Los viejos van de beige. El beige es un color antiguo, tan antiguo como mi niñez. Recuerdo cuando descubrí cómo se escribía, ¿beige? ¿Y por qué no beis? ¿Beige? Es francés, me dijeron.
Al beige, ahora, lo llaman nude o color arena, pero el hombre viejo que pasea por la orilla va de beige. No sabe qué es el nude o el arena. Yo tampoco.
Camina con pasos pequeños, muy pequeños. Va descalzo con bastón y gorrilla. También beige. La camisa que lleva, no sé si llamarla guayabera, tiene el encanto de la ropa que solo se saca en verano para venir a la playa. Quizás su mujer se la compró hace años "para que te la pongas cuando vayamos a la playa". Ella ya no está pero él se sigue poniendo la camisa beige. Quizás para recordarla, para no olvidarla, para seguir poniéndose lo que ella eligió para él.

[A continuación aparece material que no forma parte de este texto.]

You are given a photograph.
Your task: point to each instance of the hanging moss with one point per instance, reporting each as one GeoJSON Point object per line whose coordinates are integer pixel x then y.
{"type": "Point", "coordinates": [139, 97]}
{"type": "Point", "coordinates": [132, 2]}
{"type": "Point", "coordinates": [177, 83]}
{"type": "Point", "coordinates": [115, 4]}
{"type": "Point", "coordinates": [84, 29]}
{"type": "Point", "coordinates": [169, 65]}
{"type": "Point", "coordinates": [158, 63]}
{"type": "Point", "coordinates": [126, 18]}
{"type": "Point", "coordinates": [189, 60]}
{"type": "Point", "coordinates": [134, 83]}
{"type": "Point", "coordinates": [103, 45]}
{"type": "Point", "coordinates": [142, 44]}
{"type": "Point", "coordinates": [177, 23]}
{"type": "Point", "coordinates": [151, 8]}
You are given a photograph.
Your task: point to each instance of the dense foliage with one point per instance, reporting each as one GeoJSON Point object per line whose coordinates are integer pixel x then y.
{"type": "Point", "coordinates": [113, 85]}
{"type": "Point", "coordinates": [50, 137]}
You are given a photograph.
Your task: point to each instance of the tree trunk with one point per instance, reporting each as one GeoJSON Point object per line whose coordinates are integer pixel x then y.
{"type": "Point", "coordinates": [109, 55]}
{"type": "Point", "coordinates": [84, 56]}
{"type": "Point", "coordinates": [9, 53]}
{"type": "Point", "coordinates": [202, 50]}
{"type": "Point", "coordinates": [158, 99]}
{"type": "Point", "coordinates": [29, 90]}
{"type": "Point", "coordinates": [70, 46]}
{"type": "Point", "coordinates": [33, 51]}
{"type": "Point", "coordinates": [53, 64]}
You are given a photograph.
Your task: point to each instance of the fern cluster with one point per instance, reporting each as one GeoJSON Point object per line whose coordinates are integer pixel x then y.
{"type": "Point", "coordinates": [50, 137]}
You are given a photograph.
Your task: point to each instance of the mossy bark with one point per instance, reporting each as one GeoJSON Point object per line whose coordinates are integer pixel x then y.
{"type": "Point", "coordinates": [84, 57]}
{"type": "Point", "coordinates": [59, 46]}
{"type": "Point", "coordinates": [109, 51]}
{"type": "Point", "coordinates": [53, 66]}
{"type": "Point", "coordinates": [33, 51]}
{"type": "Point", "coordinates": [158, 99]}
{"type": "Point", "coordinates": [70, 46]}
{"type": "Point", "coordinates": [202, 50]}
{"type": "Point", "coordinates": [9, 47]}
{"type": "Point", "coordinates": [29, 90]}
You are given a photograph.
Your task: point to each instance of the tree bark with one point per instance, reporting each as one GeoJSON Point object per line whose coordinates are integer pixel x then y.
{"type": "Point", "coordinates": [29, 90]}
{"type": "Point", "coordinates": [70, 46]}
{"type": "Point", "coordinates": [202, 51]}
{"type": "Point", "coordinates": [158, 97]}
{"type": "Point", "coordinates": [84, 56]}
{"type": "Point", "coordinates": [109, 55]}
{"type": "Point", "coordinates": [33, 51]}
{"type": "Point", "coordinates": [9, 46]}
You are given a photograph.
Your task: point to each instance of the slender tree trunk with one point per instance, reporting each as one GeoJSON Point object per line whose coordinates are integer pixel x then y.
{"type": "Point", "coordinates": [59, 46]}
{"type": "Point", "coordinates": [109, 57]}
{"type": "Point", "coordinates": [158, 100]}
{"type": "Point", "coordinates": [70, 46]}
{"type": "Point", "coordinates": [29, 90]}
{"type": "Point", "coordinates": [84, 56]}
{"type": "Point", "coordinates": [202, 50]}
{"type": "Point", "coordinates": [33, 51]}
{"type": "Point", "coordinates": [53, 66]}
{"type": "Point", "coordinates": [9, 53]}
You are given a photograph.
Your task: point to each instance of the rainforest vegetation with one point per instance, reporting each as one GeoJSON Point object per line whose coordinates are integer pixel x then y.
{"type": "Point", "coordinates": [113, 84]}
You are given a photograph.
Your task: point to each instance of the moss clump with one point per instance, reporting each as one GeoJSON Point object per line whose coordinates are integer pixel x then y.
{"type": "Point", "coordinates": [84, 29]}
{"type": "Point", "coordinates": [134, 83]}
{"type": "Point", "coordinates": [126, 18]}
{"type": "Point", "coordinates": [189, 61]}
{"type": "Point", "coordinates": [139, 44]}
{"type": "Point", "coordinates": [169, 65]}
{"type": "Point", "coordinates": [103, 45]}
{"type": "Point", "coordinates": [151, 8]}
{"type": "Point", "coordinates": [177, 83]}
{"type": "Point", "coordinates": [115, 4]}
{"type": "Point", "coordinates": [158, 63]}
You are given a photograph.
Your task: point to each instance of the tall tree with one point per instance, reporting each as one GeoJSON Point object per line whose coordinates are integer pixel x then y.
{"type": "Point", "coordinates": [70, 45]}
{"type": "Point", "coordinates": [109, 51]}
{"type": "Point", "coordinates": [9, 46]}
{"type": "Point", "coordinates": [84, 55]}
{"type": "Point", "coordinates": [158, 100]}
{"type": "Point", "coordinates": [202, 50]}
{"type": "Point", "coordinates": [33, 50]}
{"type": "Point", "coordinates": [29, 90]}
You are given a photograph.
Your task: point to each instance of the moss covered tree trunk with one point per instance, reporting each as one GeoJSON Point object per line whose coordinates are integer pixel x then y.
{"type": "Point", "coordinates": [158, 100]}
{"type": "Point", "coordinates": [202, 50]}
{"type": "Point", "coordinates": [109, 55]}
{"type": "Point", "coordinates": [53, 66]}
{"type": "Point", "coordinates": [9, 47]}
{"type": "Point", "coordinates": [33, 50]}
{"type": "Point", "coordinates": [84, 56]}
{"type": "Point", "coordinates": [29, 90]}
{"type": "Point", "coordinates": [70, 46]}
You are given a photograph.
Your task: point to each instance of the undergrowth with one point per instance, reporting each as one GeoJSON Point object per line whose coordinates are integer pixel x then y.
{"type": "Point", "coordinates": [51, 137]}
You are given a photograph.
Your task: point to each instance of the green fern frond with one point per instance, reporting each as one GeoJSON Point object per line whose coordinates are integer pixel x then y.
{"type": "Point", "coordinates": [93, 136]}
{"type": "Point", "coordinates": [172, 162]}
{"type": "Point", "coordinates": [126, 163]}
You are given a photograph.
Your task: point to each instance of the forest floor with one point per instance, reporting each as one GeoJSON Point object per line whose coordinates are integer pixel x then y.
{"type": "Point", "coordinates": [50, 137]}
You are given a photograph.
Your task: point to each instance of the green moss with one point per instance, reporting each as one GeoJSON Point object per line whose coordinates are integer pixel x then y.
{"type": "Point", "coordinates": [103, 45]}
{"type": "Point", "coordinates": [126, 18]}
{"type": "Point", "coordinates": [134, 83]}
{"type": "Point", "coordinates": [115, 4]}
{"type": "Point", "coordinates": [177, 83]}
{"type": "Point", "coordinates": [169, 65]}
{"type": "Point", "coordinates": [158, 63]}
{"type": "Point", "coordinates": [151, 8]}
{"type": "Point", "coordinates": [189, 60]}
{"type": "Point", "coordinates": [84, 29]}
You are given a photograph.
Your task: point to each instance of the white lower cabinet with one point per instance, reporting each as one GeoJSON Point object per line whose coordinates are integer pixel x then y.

El hombre viejo es muy viejo. Ya no es ni siquiera mayor, está más allá. Es viejo, viejísimo, y con la planta y la dignidad de serlo. No quiere ser joven, o quizá sí, quizás mientras se quita la gorra con dificultad y espera a que su hija se la quite de la mano temblorosa está pensando "¿cuándo me he hecho tan viejo que quitarme la gorra se ha convertido en un hazaña?". Quizás añore ser más joven, quizás añore veranos con su mujer en los que él acarreaba la vida y no necesitaba que lo sostuvieran. Quizás añore ser joven pero es tan viejo que está más allá de intentar enmascarar su vejez.
El hombre viejo termina su paseo. Camina digno, todo lo estirado que sus deformadas piernas le permiten. Al llegar a la sombrilla se sienta despacio, congelado en el esfuerzo. Le ayudan a quitarse la camisa beige y su piel también es beige. Del cuello le cuelga un apósito. Parece que se haya dejado puesta la pechera almidonada de un frac. Quizás le tapa una traqueotomía. El hombre viejo no habla.
El hombre viejo lleva pañuelo de tela. Aferrándolo con fuerza se seca la boca. Tiene la calva llena de lunares.
El hombre viejo que viste de beige repite su paseo cada día. Es la dignidad que da toda una vida andando descalzo por la orilla del mar.